Bolivia– Instead of just a hot dog, Bolivia is a fan of salchipapas (also common in Peru), cut up hot dog on french fries.  The hot dog isn’t the highlight, but with all that grease on one plate, it can’t taste bad.  Plus, they always had ketchup.  Yum.

Argentina- had in my opinion, the most fun with the hot dog called a Super PanchoIn these the dog was usually about a foot long, if not longer, and didn’t come close to fitting inside the bun.  The number of sauces piled on top (ketchup, mustard, mayo, golf sauce) is rather unsettling and these are almost never sold in street side stands and instead are sold in small Super Pancho shops.  The best part is that like Colombia and Brazil, crunchy potato sticks are put all over the top.

Chile- very similar to Argentina except that the sauces we tried were all… unsettling.  Also called a pancho, and the one we tried in Santiago, well we did have video, but trust us you wouldn’t want to see it.

In truth though, nothing comes close to a good Sabrett or Hebrew National dog from a NYC vendor, covered in ketchup (a rarity anywhere but the USA) mustard, onions, relish, and maybe some onions and if you’re really lucky some chili sauce.  In fact, just thinking about the late night dogs we used to get in college from Manouch has me salivating.  Washington, D.C.’s specialty is the half-smoke, a plump and short spicy beef dog served on a plain bun or better yet at Ben’s served smothered in chili.  Since we haven’t been up to New York (or even Washington, DC) in awhile we had to ask a friend to fine one to enjoy for us…it wasn’t too difficult to convince him to do it though.

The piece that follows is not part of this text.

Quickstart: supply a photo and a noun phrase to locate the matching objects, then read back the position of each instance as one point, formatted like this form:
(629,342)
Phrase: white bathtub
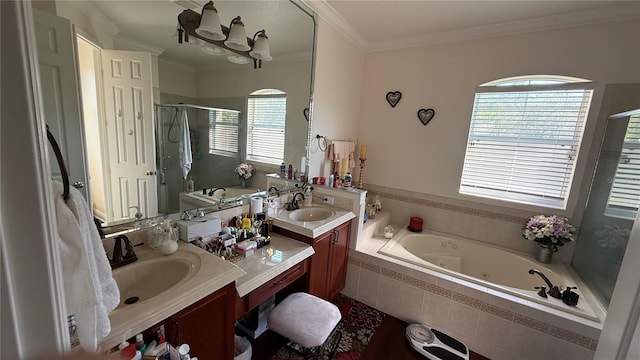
(488,266)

(Jill’s Editors Note: Danny was raised by a New Yorker, so he’s completely biased. This post is clearly wrong.  He has left our the best hot dog on the planet- the Chicago Char-Dog.  A char-broiled beef delight covered in ketchup, mustard, onions and kosher dill slices served on a poppy seed bun. Hmm… it just makes my mouth water. Anyone know where I can get one of these on the east coast before mid-december?)